Легко сказать – «протыриться», на деле же это целая наука, много чего требующая от страждущего: и знания динамовской топографии, проще говоря, всех ходов и выходов, тайных лазеек и щелей в сплошной решетке забора, и умения мгновенно применяться к всевозможным непредвиденным обстоятельствам, и ловкости, и расторопности чисто физического свойства, и более всего плутовской наглости, цыганской беспардонной настырности – плюй в глаза, все божья роса, – которая лишь распаляется от кажущейся безнадежности предприятия.

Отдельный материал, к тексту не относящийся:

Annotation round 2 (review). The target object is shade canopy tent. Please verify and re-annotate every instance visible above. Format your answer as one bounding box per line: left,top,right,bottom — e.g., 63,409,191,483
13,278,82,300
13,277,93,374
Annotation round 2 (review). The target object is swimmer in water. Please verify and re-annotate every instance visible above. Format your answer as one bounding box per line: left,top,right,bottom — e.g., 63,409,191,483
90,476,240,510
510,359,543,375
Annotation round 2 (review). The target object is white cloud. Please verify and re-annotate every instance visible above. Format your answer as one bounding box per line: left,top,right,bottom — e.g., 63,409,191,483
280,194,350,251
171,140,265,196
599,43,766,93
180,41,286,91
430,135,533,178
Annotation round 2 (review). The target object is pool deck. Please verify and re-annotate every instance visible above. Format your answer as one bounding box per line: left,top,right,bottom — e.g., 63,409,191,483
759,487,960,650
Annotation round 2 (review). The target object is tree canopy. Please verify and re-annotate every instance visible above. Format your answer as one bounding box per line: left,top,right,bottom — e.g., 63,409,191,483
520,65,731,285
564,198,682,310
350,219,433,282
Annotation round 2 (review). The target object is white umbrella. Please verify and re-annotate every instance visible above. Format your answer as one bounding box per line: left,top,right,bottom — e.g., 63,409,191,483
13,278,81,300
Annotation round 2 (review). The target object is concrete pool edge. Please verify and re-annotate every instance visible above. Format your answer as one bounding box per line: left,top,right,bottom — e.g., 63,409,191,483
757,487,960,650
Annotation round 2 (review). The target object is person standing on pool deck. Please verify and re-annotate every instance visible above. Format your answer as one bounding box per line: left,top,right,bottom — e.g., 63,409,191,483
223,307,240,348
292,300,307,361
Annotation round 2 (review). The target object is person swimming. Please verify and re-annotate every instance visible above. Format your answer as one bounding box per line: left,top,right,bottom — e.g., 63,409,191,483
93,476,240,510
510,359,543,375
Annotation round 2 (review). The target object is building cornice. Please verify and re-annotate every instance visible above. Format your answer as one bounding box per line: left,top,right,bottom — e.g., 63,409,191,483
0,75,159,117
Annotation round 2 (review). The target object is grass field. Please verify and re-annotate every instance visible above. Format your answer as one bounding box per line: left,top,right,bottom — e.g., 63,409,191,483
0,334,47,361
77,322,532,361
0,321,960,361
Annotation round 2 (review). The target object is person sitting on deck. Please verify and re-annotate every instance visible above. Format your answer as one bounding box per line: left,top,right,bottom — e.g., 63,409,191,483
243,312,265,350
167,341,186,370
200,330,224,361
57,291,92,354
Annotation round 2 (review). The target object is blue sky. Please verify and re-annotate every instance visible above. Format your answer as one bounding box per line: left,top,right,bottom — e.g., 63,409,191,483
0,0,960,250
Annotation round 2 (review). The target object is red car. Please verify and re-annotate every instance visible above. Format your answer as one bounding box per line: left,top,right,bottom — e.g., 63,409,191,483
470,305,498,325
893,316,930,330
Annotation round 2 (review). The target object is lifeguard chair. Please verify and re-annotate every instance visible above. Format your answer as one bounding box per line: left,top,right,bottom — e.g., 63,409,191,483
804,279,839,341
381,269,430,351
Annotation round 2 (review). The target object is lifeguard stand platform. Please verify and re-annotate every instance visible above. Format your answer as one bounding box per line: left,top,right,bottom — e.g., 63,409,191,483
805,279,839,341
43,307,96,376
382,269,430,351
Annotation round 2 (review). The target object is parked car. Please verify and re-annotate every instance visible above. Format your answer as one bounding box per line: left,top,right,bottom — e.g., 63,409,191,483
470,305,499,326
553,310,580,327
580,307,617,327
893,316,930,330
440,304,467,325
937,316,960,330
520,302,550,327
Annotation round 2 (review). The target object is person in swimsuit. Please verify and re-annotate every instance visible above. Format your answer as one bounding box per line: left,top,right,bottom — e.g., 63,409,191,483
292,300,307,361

Именно этого качества мне особенно не хватало. Не скажу, что был я так уж ловок, что не страшили меня острые, словно средневековые колы, пики стадионных оград, – перелезающий через подобный забор, к какой бы цели он ни стремился, всегда вспоминает о древнем и поучительном способе казни и правильно делает, о чем же ему еще вспоминать? Страшила меня перспектива быть пойманным – не последующее наказание, ну подержат час в милиции, ведь не арестуют же, не увезут на черном «воронке», но как раз сам момент уличения, когда хватает тебя за шиворот мясистая рука, и несусветная ругань обрушивается на твою стриженую голову, и личность твоя, и без того не слишком отчетливо внятная миру, катастрофически падает в цене.
Счастливы были здоровые натуры, не ведающие подобных душевных резиньяций, тот же Пент, например, владевший искусством мгновенной психологической мимикрии: и казанским сиротой мог он сразу же прикинуться, и озлобленным психом, и обыкновенным придурком, каких в те годы можно было встретить на каждой улице.
Сколько бы раз ни задерживали Пента, как бы ни заламывали ему за спину руки и ни клялись отправить в колонию, через пятнадцать-двадцать минут он все равно оказывался на свободе, неведомым путем просачивался на трибуны и сиял беззаботно своей простодушно-хитрой, замурзанной от слез рожей. Мне же «протыриться» на стадион в истинном смысле слова не удалось ни разу. То отогнан я бывал бдительной милицией, то пойман за шкирку неистовым контролером; надо сказать, что взрослые в те годы не были так снисходительны и терпимы к ребячьим нравам, как ныне. Многомудрые педагоги не призывали их настоятельно проявлять по отношению к хрупкой нашей психике величайший воспитательный такт, не советовали запальчиво и парадоксально баловать детей, ну а если бы и советовали, кто бы сумел этому совету внять? Та же охрипшая от ругани стадионная контролерша с ее окладом в пятьсот пятьдесят рублей старыми и с оравой собственных ребят, наяривающих по двору на самокате, смастеренном из двух подшипников и двух досок? Кстати, самокаты тоже подвергались гонению и запрету, надо думать, по причине ужасающего скрежета и жужжания, производимого при езде.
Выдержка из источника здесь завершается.